I'm very curious about the jump obfuscation. Maybe somebody who's done more reve...

mahmoudimus · 2025-01-21T01:47:10 1737424030

There's some other cool tricks you can do, where you symbolically execute using angr or another emulator such as https://github.com/cea-sec/miasm to be able to use control flow graph unflattening. You can also use Intel's PIN framework to do some interesting analysis. Some helpful articles here:

- https://calwa.re/reversing/obfuscation/binary-deobfuscation-...

- https://www.nccgroup.com/us/research-blog/a-look-at-some-rea...

russdill · 2025-01-21T00:55:19 1737420919

Unconditional jumps are very common and everything in x86 assembly is very very messy after optimizations. Many functions do not end in ret.

jychang · 2025-01-21T02:16:33 1737425793

How do functions that not end in ret work?
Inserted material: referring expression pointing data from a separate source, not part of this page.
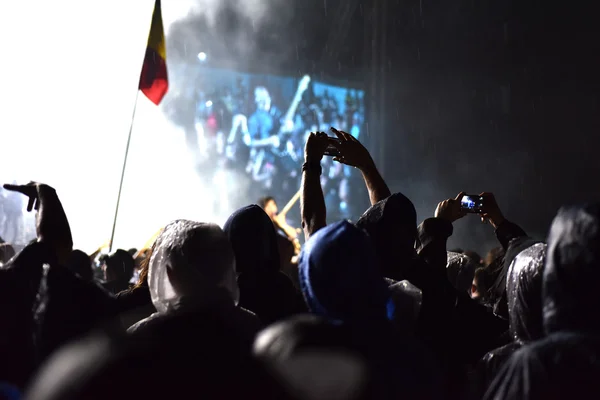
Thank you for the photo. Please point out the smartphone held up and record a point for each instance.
(472, 204)
(333, 148)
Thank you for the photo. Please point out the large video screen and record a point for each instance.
(253, 127)
(220, 141)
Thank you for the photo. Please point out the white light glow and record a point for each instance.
(65, 110)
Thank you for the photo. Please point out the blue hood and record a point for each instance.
(339, 276)
(570, 283)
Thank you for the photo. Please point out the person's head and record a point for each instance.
(473, 255)
(392, 226)
(262, 98)
(268, 204)
(118, 266)
(572, 271)
(524, 294)
(460, 269)
(191, 259)
(6, 253)
(339, 277)
(253, 238)
(80, 264)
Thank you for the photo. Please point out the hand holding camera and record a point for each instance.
(485, 205)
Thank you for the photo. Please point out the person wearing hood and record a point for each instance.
(524, 292)
(564, 364)
(352, 309)
(264, 289)
(513, 240)
(44, 305)
(192, 279)
(118, 270)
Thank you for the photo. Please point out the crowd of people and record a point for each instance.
(375, 309)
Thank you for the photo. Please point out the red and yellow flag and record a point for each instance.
(153, 80)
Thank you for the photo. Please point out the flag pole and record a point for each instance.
(112, 235)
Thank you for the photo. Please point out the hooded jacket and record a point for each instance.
(264, 289)
(392, 225)
(201, 257)
(339, 277)
(566, 363)
(524, 292)
(353, 305)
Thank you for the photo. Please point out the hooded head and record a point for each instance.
(254, 241)
(524, 293)
(572, 273)
(194, 260)
(119, 266)
(339, 277)
(392, 225)
(460, 269)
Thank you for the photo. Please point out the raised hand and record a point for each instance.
(491, 212)
(30, 190)
(352, 152)
(450, 209)
(316, 144)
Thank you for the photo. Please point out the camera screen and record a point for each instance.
(471, 202)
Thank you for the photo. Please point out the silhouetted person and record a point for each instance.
(566, 363)
(264, 289)
(80, 264)
(118, 270)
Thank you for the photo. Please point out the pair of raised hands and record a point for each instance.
(351, 151)
(450, 209)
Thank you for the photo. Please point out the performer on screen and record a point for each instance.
(269, 135)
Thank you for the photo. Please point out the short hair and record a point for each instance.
(263, 201)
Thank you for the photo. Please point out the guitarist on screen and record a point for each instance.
(269, 133)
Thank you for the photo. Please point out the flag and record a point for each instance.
(153, 79)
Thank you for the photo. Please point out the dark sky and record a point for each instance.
(479, 95)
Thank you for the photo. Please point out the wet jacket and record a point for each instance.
(513, 240)
(264, 288)
(353, 308)
(45, 306)
(566, 363)
(524, 292)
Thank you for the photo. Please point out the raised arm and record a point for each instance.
(353, 153)
(312, 202)
(52, 224)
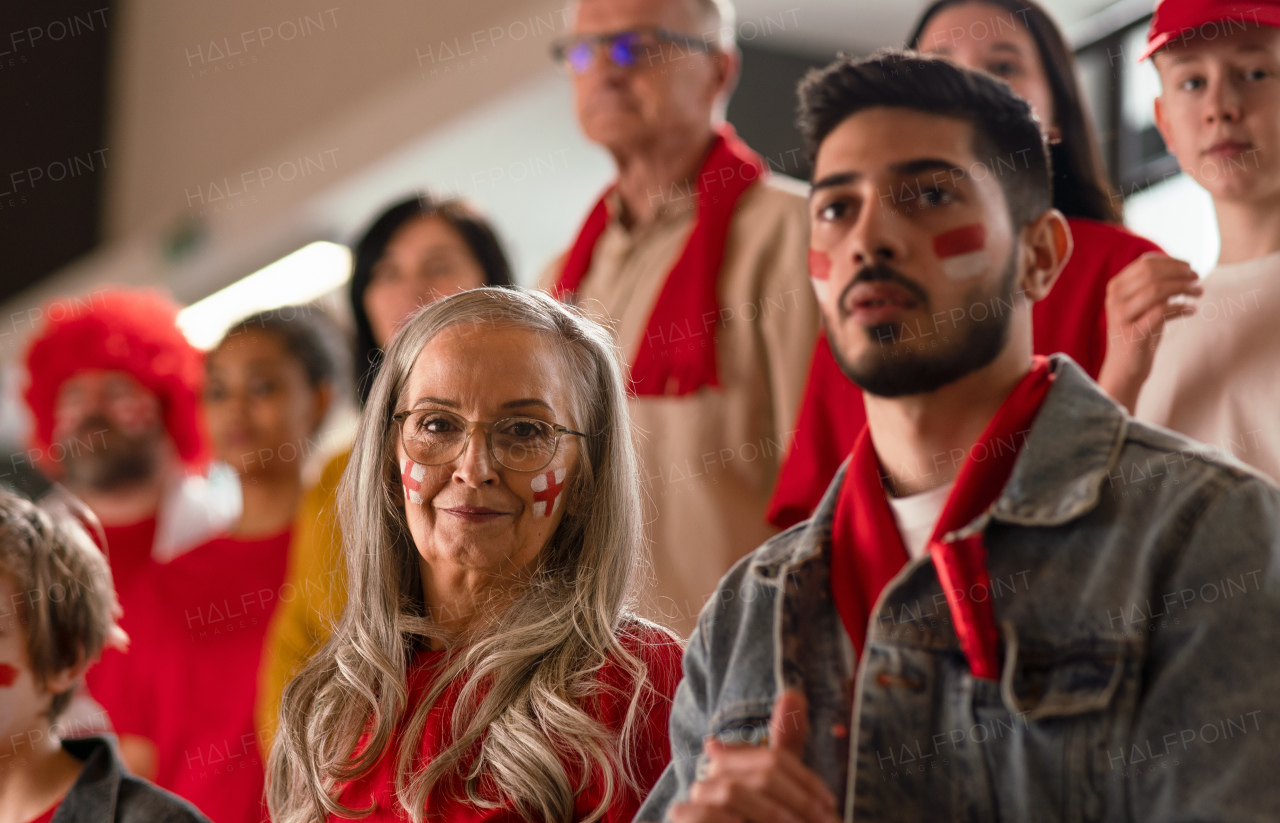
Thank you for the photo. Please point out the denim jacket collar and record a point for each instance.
(1057, 478)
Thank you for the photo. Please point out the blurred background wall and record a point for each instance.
(187, 146)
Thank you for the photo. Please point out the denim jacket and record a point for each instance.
(1136, 580)
(105, 792)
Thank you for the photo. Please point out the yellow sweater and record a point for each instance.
(311, 599)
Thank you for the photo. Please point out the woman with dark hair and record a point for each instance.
(415, 248)
(1098, 301)
(416, 252)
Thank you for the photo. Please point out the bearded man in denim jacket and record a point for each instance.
(1014, 602)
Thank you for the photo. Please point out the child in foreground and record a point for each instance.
(56, 608)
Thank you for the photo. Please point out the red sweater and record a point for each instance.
(652, 751)
(1073, 319)
(190, 679)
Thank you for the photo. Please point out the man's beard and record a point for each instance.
(100, 457)
(888, 371)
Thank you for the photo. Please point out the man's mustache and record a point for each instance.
(881, 273)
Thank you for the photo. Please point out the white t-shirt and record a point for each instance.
(917, 516)
(1216, 375)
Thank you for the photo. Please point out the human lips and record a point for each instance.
(873, 303)
(1228, 149)
(474, 513)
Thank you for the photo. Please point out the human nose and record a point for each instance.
(475, 466)
(874, 237)
(1223, 103)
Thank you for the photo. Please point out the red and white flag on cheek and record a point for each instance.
(411, 475)
(819, 273)
(547, 492)
(963, 251)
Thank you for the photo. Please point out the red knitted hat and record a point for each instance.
(1207, 19)
(119, 330)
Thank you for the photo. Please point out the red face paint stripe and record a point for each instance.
(967, 238)
(819, 265)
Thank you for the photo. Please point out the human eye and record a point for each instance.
(1192, 82)
(935, 196)
(832, 209)
(1004, 69)
(437, 424)
(261, 388)
(215, 392)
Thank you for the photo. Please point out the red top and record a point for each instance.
(49, 813)
(128, 553)
(190, 679)
(1073, 319)
(688, 298)
(652, 751)
(867, 548)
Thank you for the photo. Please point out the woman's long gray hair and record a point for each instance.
(530, 670)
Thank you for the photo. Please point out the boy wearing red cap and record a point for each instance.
(1214, 373)
(55, 617)
(114, 391)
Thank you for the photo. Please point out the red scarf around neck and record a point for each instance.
(668, 362)
(867, 548)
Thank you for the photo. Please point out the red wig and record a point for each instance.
(135, 332)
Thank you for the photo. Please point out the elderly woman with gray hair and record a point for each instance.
(487, 666)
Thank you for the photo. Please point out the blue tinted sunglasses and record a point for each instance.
(625, 49)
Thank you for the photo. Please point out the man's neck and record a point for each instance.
(659, 172)
(923, 439)
(1248, 229)
(124, 504)
(269, 502)
(33, 780)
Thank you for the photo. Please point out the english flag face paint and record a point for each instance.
(411, 475)
(548, 487)
(963, 251)
(819, 274)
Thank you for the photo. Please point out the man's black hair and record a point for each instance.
(1008, 140)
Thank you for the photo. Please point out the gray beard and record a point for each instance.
(101, 458)
(901, 374)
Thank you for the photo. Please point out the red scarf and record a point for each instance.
(667, 364)
(867, 548)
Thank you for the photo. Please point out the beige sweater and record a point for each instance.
(1216, 376)
(709, 458)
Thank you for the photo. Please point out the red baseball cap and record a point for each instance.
(1183, 19)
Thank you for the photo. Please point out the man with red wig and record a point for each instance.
(114, 391)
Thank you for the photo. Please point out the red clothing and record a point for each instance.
(1072, 319)
(128, 553)
(688, 298)
(867, 549)
(190, 679)
(652, 751)
(49, 813)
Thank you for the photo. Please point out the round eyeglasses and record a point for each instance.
(625, 49)
(433, 438)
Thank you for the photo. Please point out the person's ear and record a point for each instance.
(323, 397)
(1161, 119)
(728, 67)
(1048, 239)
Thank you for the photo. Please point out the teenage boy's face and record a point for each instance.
(23, 699)
(913, 251)
(1219, 111)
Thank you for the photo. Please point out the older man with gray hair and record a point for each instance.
(695, 256)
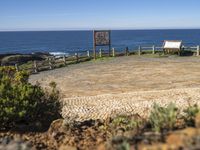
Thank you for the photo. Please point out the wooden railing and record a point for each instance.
(53, 62)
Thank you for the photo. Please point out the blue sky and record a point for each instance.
(98, 14)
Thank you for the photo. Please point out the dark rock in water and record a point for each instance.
(8, 143)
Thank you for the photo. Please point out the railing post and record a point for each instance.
(113, 52)
(153, 49)
(126, 51)
(198, 49)
(100, 53)
(35, 66)
(50, 64)
(76, 56)
(139, 50)
(88, 53)
(17, 67)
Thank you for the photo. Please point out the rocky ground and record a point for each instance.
(101, 135)
(105, 88)
(124, 85)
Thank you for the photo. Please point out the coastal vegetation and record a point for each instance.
(21, 102)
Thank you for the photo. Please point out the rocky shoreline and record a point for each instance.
(18, 58)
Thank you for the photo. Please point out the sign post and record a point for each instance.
(101, 38)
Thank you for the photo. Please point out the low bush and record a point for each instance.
(190, 114)
(126, 122)
(22, 102)
(163, 117)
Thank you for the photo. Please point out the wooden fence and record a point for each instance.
(53, 62)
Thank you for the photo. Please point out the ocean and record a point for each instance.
(80, 41)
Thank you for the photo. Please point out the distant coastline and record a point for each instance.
(72, 41)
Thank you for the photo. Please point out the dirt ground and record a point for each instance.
(123, 74)
(96, 89)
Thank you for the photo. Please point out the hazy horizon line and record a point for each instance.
(91, 29)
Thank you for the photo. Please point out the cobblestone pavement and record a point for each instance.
(110, 105)
(124, 85)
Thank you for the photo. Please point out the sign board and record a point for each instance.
(101, 38)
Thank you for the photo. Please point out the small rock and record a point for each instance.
(181, 138)
(197, 121)
(66, 147)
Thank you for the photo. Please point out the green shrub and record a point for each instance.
(163, 117)
(21, 101)
(190, 114)
(124, 146)
(125, 122)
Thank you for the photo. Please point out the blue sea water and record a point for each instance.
(78, 41)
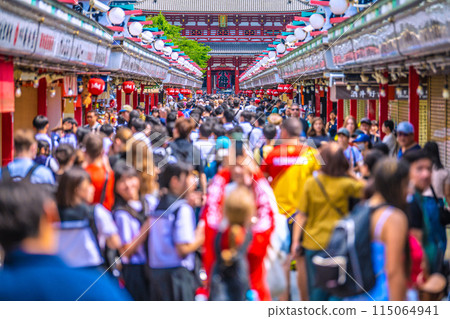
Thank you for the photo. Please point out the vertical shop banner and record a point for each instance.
(6, 86)
(223, 80)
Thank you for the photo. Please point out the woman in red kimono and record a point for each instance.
(247, 173)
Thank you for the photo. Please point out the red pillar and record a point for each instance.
(7, 137)
(383, 111)
(119, 98)
(208, 81)
(147, 103)
(329, 104)
(236, 81)
(317, 98)
(372, 110)
(135, 99)
(354, 108)
(414, 101)
(340, 113)
(42, 97)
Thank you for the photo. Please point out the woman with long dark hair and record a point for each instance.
(130, 213)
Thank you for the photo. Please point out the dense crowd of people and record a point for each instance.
(221, 198)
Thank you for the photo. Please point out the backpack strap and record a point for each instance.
(103, 195)
(325, 194)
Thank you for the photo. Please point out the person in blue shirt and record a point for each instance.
(173, 238)
(405, 139)
(32, 271)
(23, 166)
(70, 126)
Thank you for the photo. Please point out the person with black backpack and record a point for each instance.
(174, 238)
(130, 213)
(85, 231)
(23, 167)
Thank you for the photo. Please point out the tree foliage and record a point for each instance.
(198, 52)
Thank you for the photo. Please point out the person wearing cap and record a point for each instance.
(125, 113)
(362, 142)
(405, 139)
(352, 153)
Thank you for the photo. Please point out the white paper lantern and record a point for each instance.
(135, 29)
(116, 15)
(147, 36)
(291, 39)
(317, 21)
(159, 45)
(167, 50)
(300, 34)
(338, 6)
(272, 54)
(281, 48)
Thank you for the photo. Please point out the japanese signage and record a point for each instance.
(17, 34)
(364, 93)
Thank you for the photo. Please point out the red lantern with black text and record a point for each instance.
(128, 87)
(96, 86)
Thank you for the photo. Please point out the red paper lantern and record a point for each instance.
(128, 87)
(96, 86)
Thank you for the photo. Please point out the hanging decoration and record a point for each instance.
(223, 80)
(128, 87)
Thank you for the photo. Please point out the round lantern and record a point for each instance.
(300, 34)
(135, 29)
(338, 7)
(96, 86)
(116, 15)
(128, 87)
(167, 51)
(317, 21)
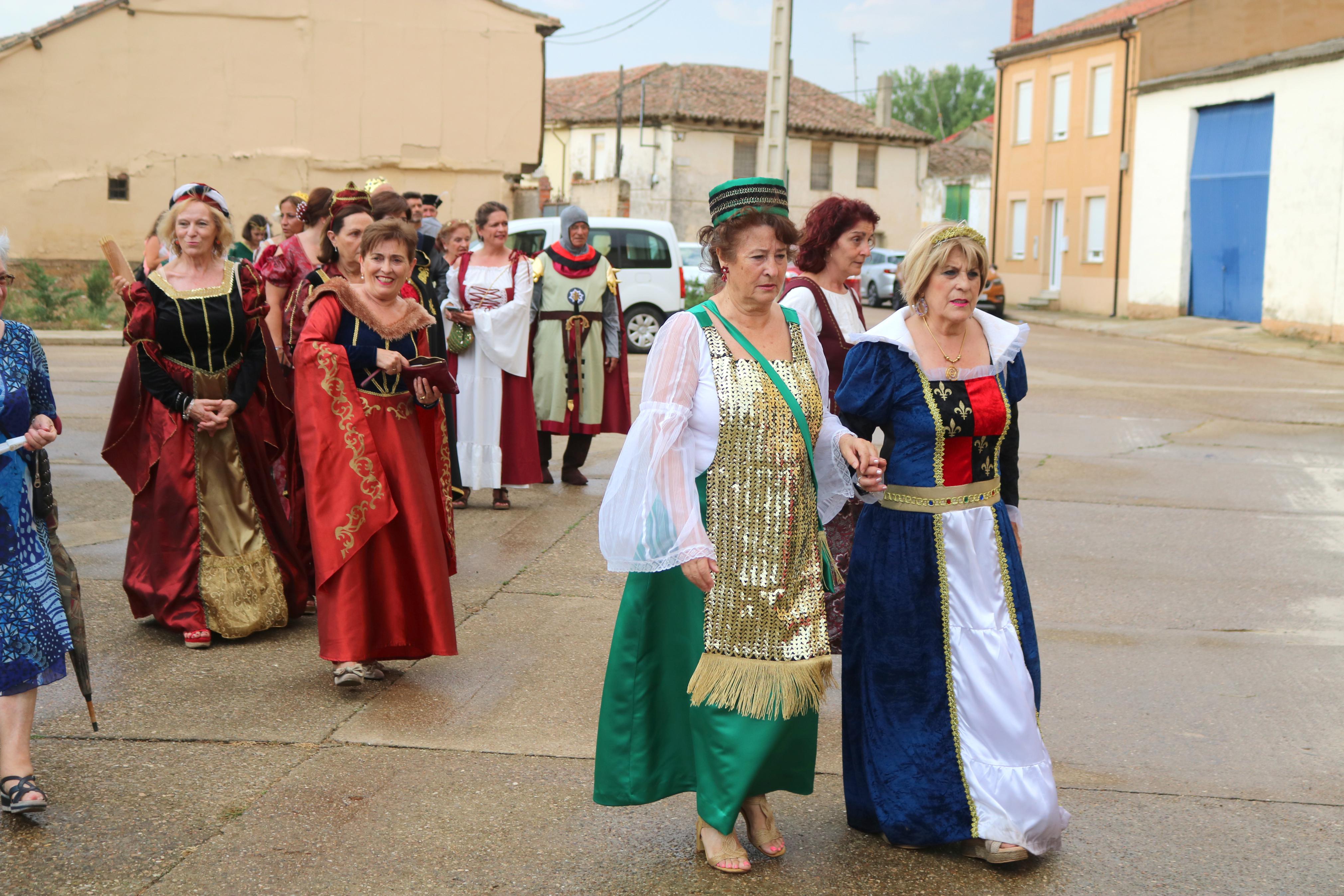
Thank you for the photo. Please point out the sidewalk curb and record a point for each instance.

mananaysiempre · 2025-01-21T04:40:56 1737434456

A function with an unlikely slowpath can easily end up arranged as

    top part
    jxx slow
    fast middle part
  end:
    bottom part
    ret
  slow:
    slow middle part
    jmp end

There may be more than one slow part, the slow parts might actually be exiled from inside a loop and not a simple linear code path and can themselves contain loops, etc. Play with __builtin_expect and objdump --visualize-jumps a bit and you’ll encounter many variations.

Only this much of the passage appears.